Diagnosis and status at the time of transplant were similar between both groups. They performed 2 separate analyses — one for patients who received transplants while in first remission and the other for patients transplanted in their second or greater remission. Differences between double and single CBT remained the same in both analyses.

First Remission

For patients transplanted in their first remission, the median follow-up was 17 months for those receiving a double CBT (n = 114) and 19 months for recipients of a single CBT (n = 203).

Unadjusted univariate analysis showed that the cumulative incidence of neutrophil recovery was similar between the 2 groups: 78% after a double CBT and 82% after a single CBT (P = .11). The incidence of acute GVHD was significantly higher in double CBT recipients, at 45% and 27% (P < .001). However, rates of chronic GVHD were similar, at 21% and 27% (P = .35), and were not statistically different.

The cumulative incidence of nonrelapse mortality was 32% for those receiving a double CBT compared with 36% in those who received a single CBT, at 3 years (P = .89). The authors also observed that leukemia-free survival was 53% after a double CBT and 39% after a single procedure (P = .09).

Recipients of a double CBT also had an increased risk for grade II to IV acute GVHD (hazard ratio [HR], 1.23; P = .005), but a lower incidence of relapse (HR, 0.74; P = .01) compared with those who received a single CBT. Multivariate analysis also showed that leukemia-free survival was improved after a double CBT compared with single CBT recipients (HR, 0.67; P = .04).

Second and Third Remission

The median follow-up in patients transplanted in second and third remission was 11 months for double CBT (n = 116) and 22 months for single CBT (n = 174) recipients.
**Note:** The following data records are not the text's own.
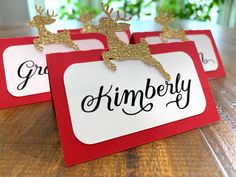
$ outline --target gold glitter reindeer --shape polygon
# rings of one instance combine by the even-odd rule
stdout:
[[[67,30],[64,30],[62,33],[52,33],[45,28],[45,25],[53,24],[57,15],[49,13],[47,10],[46,15],[44,15],[44,9],[35,4],[35,10],[38,13],[32,21],[29,22],[30,27],[36,27],[38,29],[39,38],[34,39],[35,47],[42,51],[42,44],[64,44],[69,48],[73,48],[75,50],[79,50],[79,46],[77,46],[70,37],[70,33]]]
[[[84,26],[82,29],[83,33],[90,33],[93,32],[93,25],[90,25],[90,22],[93,20],[94,15],[92,13],[86,13],[82,11],[80,17],[77,19],[79,22],[81,22]]]
[[[140,59],[144,63],[157,68],[166,80],[170,80],[170,75],[164,70],[161,63],[152,57],[148,43],[144,39],[139,44],[126,44],[116,36],[116,32],[129,29],[129,24],[118,23],[118,21],[131,20],[131,18],[127,18],[126,12],[121,17],[119,11],[117,11],[117,17],[114,20],[111,16],[113,8],[105,7],[103,3],[101,3],[101,6],[106,17],[99,20],[99,24],[96,27],[94,26],[94,30],[107,36],[109,51],[102,54],[105,64],[115,71],[116,65],[110,61],[110,58],[119,61]]]
[[[189,41],[183,29],[173,29],[169,24],[173,21],[172,13],[165,13],[160,7],[158,8],[158,16],[154,19],[155,22],[162,26],[163,32],[160,34],[162,42],[167,43],[168,39],[179,39],[181,41]]]

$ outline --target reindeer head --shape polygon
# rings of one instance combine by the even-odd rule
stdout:
[[[118,23],[118,21],[129,21],[131,17],[127,18],[126,12],[124,12],[124,16],[120,16],[120,12],[117,11],[116,19],[112,18],[113,8],[110,9],[109,6],[105,7],[103,3],[101,3],[102,11],[107,15],[106,17],[102,17],[99,20],[99,25],[97,27],[97,32],[103,33],[105,35],[113,34],[115,32],[125,31],[129,29],[130,25],[127,23]]]
[[[158,7],[158,16],[154,19],[155,22],[162,26],[167,26],[174,19],[172,12],[165,13],[160,7]]]
[[[84,11],[81,13],[81,15],[78,18],[78,21],[80,21],[83,24],[89,24],[94,18],[94,15],[92,13],[85,13]]]
[[[41,6],[35,5],[35,10],[38,15],[36,15],[32,21],[30,21],[28,24],[31,27],[37,27],[42,25],[50,25],[53,24],[56,19],[53,17],[56,17],[57,15],[54,14],[54,11],[52,14],[49,13],[47,10],[46,15],[44,15],[44,9]]]

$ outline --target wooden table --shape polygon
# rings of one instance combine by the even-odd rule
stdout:
[[[220,122],[65,168],[51,102],[1,110],[0,176],[236,176],[236,29],[179,23],[186,29],[212,29],[227,70],[226,78],[209,81]],[[153,22],[132,22],[133,31],[157,29]],[[33,34],[22,26],[0,27],[1,38]]]

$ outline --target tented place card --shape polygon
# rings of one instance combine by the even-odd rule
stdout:
[[[83,29],[71,29],[69,30],[71,34],[78,34],[81,33]],[[58,32],[62,32],[62,30],[58,30]],[[89,33],[88,33],[89,34]],[[130,43],[131,40],[131,32],[130,30],[126,30],[126,31],[122,31],[122,32],[117,32],[116,33],[117,37],[119,37],[119,39],[123,42],[125,42],[126,44]]]
[[[194,43],[149,48],[169,81],[141,59],[114,58],[113,71],[105,50],[47,55],[66,166],[219,120]]]
[[[134,33],[132,36],[133,43],[139,43],[140,39],[145,39],[148,44],[160,44],[163,41],[160,38],[160,34],[162,32],[141,32],[141,33]],[[204,71],[207,74],[208,78],[217,78],[217,77],[224,77],[225,70],[222,64],[219,52],[217,50],[215,41],[211,34],[210,30],[195,30],[185,31],[189,40],[194,41],[200,60],[202,62]],[[179,39],[168,39],[168,42],[180,42]]]
[[[106,38],[100,34],[73,34],[71,37],[80,50],[107,48]],[[50,100],[46,54],[74,49],[51,44],[44,45],[40,51],[33,44],[36,39],[0,39],[0,108]]]

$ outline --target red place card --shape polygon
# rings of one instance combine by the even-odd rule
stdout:
[[[217,50],[214,38],[210,30],[187,30],[187,37],[194,41],[204,71],[208,78],[225,77],[225,70],[222,64],[220,54]],[[160,44],[161,31],[133,33],[132,42],[139,43],[140,39],[145,39],[148,44]],[[178,42],[176,39],[171,39],[169,42]]]
[[[140,60],[112,61],[113,72],[102,61],[104,50],[47,55],[66,166],[219,120],[194,43],[150,50],[171,81]]]
[[[80,50],[105,49],[106,38],[100,34],[73,34]],[[35,37],[0,39],[0,109],[51,99],[46,54],[70,52],[62,44],[45,45],[38,51]]]

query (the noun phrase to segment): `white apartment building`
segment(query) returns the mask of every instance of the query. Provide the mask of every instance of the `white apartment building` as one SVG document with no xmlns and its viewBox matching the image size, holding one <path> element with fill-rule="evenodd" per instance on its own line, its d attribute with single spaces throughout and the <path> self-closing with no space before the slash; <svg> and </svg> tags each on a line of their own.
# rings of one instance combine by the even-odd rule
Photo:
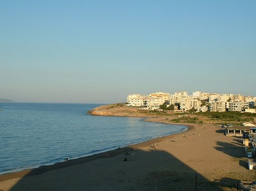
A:
<svg viewBox="0 0 256 191">
<path fill-rule="evenodd" d="M 169 93 L 157 92 L 150 94 L 146 99 L 146 106 L 149 110 L 158 109 L 160 105 L 170 100 L 170 95 Z"/>
<path fill-rule="evenodd" d="M 210 111 L 224 112 L 226 111 L 226 102 L 213 101 L 210 102 Z"/>
<path fill-rule="evenodd" d="M 127 105 L 132 106 L 141 106 L 145 105 L 146 96 L 140 94 L 131 94 L 127 97 Z"/>
<path fill-rule="evenodd" d="M 219 100 L 220 95 L 216 93 L 212 93 L 209 95 L 209 102 Z"/>
<path fill-rule="evenodd" d="M 243 95 L 240 94 L 236 94 L 234 96 L 234 101 L 245 101 L 245 97 Z"/>
<path fill-rule="evenodd" d="M 249 102 L 245 101 L 231 101 L 230 111 L 242 111 L 245 109 L 249 109 Z"/>
<path fill-rule="evenodd" d="M 201 107 L 201 104 L 202 104 L 202 102 L 201 100 L 199 100 L 198 99 L 196 98 L 190 98 L 189 99 L 189 109 L 192 109 L 194 107 L 195 109 L 197 109 L 200 107 Z"/>
</svg>

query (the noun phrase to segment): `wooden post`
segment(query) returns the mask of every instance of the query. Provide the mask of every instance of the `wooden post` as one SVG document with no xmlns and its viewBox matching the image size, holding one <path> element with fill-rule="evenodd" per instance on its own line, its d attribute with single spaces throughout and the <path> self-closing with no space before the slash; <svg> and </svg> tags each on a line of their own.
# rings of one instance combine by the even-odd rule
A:
<svg viewBox="0 0 256 191">
<path fill-rule="evenodd" d="M 197 186 L 197 174 L 196 174 L 196 185 L 195 187 L 195 190 L 196 191 Z"/>
</svg>

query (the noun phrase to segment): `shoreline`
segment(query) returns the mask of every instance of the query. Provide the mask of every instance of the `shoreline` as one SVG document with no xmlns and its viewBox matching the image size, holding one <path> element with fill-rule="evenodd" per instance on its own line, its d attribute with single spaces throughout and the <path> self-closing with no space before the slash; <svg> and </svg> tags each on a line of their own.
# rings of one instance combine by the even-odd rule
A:
<svg viewBox="0 0 256 191">
<path fill-rule="evenodd" d="M 123 116 L 123 117 L 125 117 Z M 146 117 L 145 118 L 144 117 L 140 117 L 143 119 L 145 121 L 148 122 L 153 122 L 153 123 L 163 123 L 163 122 L 159 121 L 159 120 L 155 120 L 155 119 L 158 119 L 158 117 L 155 118 L 151 118 L 151 117 Z M 105 151 L 103 152 L 93 154 L 92 155 L 89 155 L 84 156 L 80 156 L 77 158 L 74 159 L 69 159 L 68 161 L 60 161 L 52 164 L 46 164 L 45 165 L 41 165 L 39 167 L 32 168 L 31 169 L 25 169 L 21 170 L 18 170 L 17 172 L 7 172 L 6 173 L 0 174 L 0 182 L 9 180 L 13 178 L 22 178 L 25 176 L 26 176 L 27 174 L 29 174 L 29 176 L 32 176 L 38 174 L 41 174 L 47 172 L 50 170 L 54 170 L 60 168 L 67 168 L 69 166 L 83 164 L 84 163 L 86 163 L 87 161 L 96 160 L 99 158 L 104 158 L 110 157 L 111 156 L 115 156 L 117 154 L 125 153 L 126 152 L 128 151 L 130 148 L 136 148 L 137 146 L 140 146 L 140 145 L 144 145 L 145 144 L 151 143 L 153 144 L 153 142 L 157 143 L 159 140 L 162 140 L 162 139 L 167 138 L 168 137 L 171 136 L 172 135 L 179 135 L 184 132 L 188 132 L 191 130 L 192 130 L 194 127 L 192 125 L 188 125 L 187 124 L 181 124 L 181 123 L 163 123 L 165 124 L 169 124 L 169 125 L 181 125 L 181 126 L 185 126 L 187 127 L 187 130 L 186 131 L 179 132 L 178 133 L 175 134 L 171 134 L 167 135 L 164 135 L 163 136 L 153 138 L 152 139 L 150 139 L 144 142 L 136 143 L 136 144 L 132 144 L 130 145 L 128 145 L 125 146 L 124 147 L 121 147 L 114 149 L 111 149 L 108 151 Z M 32 172 L 32 173 L 31 173 Z"/>
<path fill-rule="evenodd" d="M 164 116 L 134 117 L 187 130 L 0 175 L 0 190 L 192 190 L 195 175 L 197 190 L 223 190 L 235 189 L 241 180 L 256 180 L 255 170 L 248 169 L 241 139 L 224 136 L 220 126 L 173 123 Z"/>
<path fill-rule="evenodd" d="M 161 119 L 150 119 L 161 122 Z M 0 175 L 7 190 L 223 190 L 256 179 L 237 137 L 212 124 L 51 165 Z M 155 145 L 155 147 L 153 146 Z M 124 160 L 127 158 L 127 160 Z"/>
</svg>

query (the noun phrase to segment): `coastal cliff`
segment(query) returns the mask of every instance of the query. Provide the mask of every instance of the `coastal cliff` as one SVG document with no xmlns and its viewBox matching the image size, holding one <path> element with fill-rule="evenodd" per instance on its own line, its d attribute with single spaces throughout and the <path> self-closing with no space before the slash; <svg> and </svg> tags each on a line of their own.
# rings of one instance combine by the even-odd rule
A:
<svg viewBox="0 0 256 191">
<path fill-rule="evenodd" d="M 122 103 L 103 105 L 89 111 L 88 113 L 93 115 L 129 117 L 152 117 L 155 115 L 152 112 L 140 110 L 137 107 L 128 106 Z"/>
</svg>

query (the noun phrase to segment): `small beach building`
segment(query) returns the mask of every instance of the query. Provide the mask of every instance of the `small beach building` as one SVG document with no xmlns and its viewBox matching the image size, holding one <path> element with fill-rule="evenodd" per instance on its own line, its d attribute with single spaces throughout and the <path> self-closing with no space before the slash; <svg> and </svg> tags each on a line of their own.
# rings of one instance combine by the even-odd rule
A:
<svg viewBox="0 0 256 191">
<path fill-rule="evenodd" d="M 229 126 L 225 129 L 225 134 L 226 136 L 243 136 L 244 133 L 250 132 L 250 128 L 246 126 Z"/>
</svg>

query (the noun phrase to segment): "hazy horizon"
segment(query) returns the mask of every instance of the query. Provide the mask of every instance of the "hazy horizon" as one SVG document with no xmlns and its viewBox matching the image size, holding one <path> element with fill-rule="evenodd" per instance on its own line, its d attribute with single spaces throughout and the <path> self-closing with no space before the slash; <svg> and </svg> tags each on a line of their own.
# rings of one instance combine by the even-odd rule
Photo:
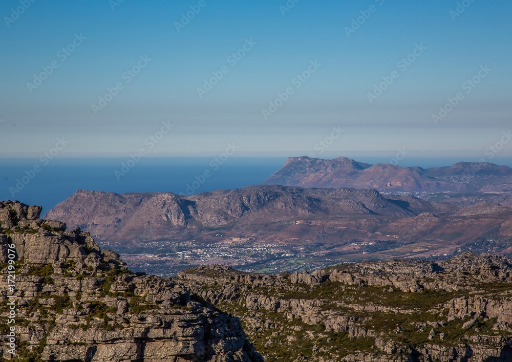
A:
<svg viewBox="0 0 512 362">
<path fill-rule="evenodd" d="M 0 155 L 127 156 L 166 122 L 148 152 L 305 153 L 333 127 L 333 153 L 483 152 L 510 132 L 512 4 L 459 4 L 4 2 Z"/>
</svg>

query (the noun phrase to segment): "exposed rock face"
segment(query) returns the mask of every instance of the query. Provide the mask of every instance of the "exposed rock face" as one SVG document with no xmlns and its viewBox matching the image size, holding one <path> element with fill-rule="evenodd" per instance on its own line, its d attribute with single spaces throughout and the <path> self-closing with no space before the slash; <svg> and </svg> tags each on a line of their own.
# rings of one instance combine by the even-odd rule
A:
<svg viewBox="0 0 512 362">
<path fill-rule="evenodd" d="M 215 310 L 170 279 L 135 274 L 89 233 L 39 218 L 40 208 L 0 203 L 0 311 L 4 342 L 16 326 L 19 360 L 262 361 L 238 318 Z M 13 245 L 13 244 L 14 244 Z M 15 249 L 14 291 L 8 264 Z M 10 252 L 9 250 L 11 250 Z M 8 299 L 13 293 L 19 297 Z M 12 357 L 3 343 L 0 358 Z"/>
<path fill-rule="evenodd" d="M 272 275 L 210 265 L 176 280 L 240 316 L 266 360 L 512 360 L 512 260 L 502 255 Z"/>
<path fill-rule="evenodd" d="M 452 177 L 462 178 L 464 182 L 454 180 Z M 423 169 L 388 163 L 370 165 L 345 157 L 324 160 L 304 156 L 288 158 L 283 168 L 265 183 L 303 187 L 373 188 L 390 191 L 462 192 L 477 191 L 490 185 L 510 191 L 511 179 L 512 168 L 488 162 L 459 162 L 450 166 Z"/>
</svg>

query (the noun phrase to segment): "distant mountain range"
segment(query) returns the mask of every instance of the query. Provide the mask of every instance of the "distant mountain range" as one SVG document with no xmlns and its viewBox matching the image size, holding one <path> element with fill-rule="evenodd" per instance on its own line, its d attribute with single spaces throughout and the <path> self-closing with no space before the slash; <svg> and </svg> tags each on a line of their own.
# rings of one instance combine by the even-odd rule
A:
<svg viewBox="0 0 512 362">
<path fill-rule="evenodd" d="M 385 192 L 512 191 L 512 168 L 488 162 L 459 162 L 422 168 L 371 165 L 346 157 L 291 157 L 266 184 L 303 187 L 375 188 Z"/>
<path fill-rule="evenodd" d="M 79 190 L 46 217 L 79 225 L 150 272 L 212 263 L 274 272 L 464 251 L 512 254 L 512 206 L 374 189 L 269 185 L 190 196 Z"/>
<path fill-rule="evenodd" d="M 261 237 L 271 233 L 276 224 L 294 224 L 297 219 L 340 215 L 403 218 L 449 209 L 443 204 L 416 198 L 387 199 L 375 190 L 260 185 L 190 196 L 78 190 L 46 217 L 79 225 L 101 241 L 127 244 L 200 237 L 207 240 L 210 234 L 217 233 L 215 230 L 226 228 L 233 237 Z M 264 227 L 265 231 L 258 231 Z"/>
</svg>

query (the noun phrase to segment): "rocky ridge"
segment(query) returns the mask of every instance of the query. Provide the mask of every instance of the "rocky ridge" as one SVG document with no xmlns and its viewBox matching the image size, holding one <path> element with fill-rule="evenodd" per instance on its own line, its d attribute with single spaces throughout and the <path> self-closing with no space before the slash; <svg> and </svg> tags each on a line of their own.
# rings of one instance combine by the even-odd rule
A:
<svg viewBox="0 0 512 362">
<path fill-rule="evenodd" d="M 489 187 L 510 192 L 511 179 L 512 168 L 489 162 L 459 162 L 422 168 L 391 163 L 371 165 L 346 157 L 326 160 L 304 156 L 289 158 L 265 183 L 303 187 L 373 188 L 387 192 L 467 193 Z"/>
<path fill-rule="evenodd" d="M 2 325 L 0 359 L 13 357 L 7 335 L 15 325 L 16 360 L 263 360 L 238 318 L 170 279 L 131 272 L 89 233 L 66 231 L 40 211 L 0 202 L 3 321 L 16 300 L 15 323 Z M 8 298 L 13 269 L 16 297 Z"/>
<path fill-rule="evenodd" d="M 241 318 L 267 361 L 512 360 L 512 260 L 463 253 L 264 275 L 176 280 Z"/>
</svg>

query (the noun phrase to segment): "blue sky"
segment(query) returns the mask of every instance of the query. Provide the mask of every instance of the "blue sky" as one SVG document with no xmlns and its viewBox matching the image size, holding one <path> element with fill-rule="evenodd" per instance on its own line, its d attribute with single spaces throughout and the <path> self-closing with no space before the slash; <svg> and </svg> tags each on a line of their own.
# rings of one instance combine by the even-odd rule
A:
<svg viewBox="0 0 512 362">
<path fill-rule="evenodd" d="M 30 6 L 17 14 L 24 2 Z M 465 4 L 459 14 L 451 1 L 300 0 L 286 10 L 284 0 L 6 0 L 0 156 L 38 155 L 58 137 L 69 141 L 63 155 L 124 155 L 164 121 L 174 127 L 152 150 L 159 154 L 218 153 L 228 142 L 240 155 L 307 154 L 333 126 L 344 132 L 330 145 L 333 155 L 483 152 L 509 130 L 512 4 Z M 200 11 L 178 31 L 191 6 Z M 404 69 L 399 62 L 418 47 L 424 50 Z M 52 62 L 57 67 L 29 90 Z M 139 63 L 140 72 L 127 75 Z M 222 78 L 200 96 L 212 72 Z M 383 77 L 393 82 L 371 102 Z M 474 77 L 478 83 L 467 88 Z M 122 89 L 95 112 L 116 83 Z M 287 88 L 292 94 L 265 117 Z M 436 124 L 433 114 L 459 92 Z"/>
</svg>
Neutrophil recovery was similar between the 2 groups (85% vs 83%; P = .57). As with patients in first remission, the incidence of acute GVHD was higher in those who received a double CBT, at 33% and 17% (P = .003), but not chronic GVHD, where it was 32% and 29% (P = .64), respectively.

The authors noted that the cumulative incidence of nonrelapse mortality at 3 years was similar for the 2 groups (34% vs 36%; P = .47). The same was true for relapse incidence: 31% and 33% (P = .68). Unlike patients in first remission, the 3-year leukemia-free survival was similar between recipients of double and single CBT (35% vs 31%; P = .48). After adjusted multivariate analysis, neutrophil recovery, acute and chronic GVHD, nonrelapse mortality, relapse incidence, and leukemia-free survival were not statistically different between the 2 transplant groups.

Leukemia-Free Advantage

The study showed that for patients in first remission, double CBT had a higher overall leukemia-free advantage, commented Karen Ballen, MD, clinical director, Leukemia Program, Massachusetts General Hospital Cancer Center, in Boston. She was not involved in the study.

"For patients with more advanced disease — those in second and third remission — this advantage was not observed," she told Medscape Medical News in an interview. "While the reasons for this are not clear, it may be that these patients don't do as well in general. So it may be more difficult to see a benefit."

Dr. Ballen also noted that single CBT was initially used in children, but recovery tended to be more delayed in adults. Although it depends on size, double CBT is more commonly used for larger patients. "We tend to use double [CBTs] for adults in the United States," she said. "American patients tend to be larger than those in either Europe or Asia."

This is an important study because it suggests that the nonrelapse mortality was similar between the 2 options, noted press conference moderator Armand Keating, MD, vice president of the American Society of Hematology and professor of medicine, director of the Division of Hematology, and Epstein Chair in Cell Therapy and Transplantation at the University of Toronto, in Ontario, Canada.

"But leukemia-free survival may be superior, and the way we need to address this is with randomized trials," he added. "There are currently 2 that are ongoing: 1 in the United States and 1 in Europe."

The study was supported by European and French grants. The authors have disclosed no relevant financial relationships.

American Society of Hematology 52nd Annual Meeting: Abstract 910. Presented December 5, 2010.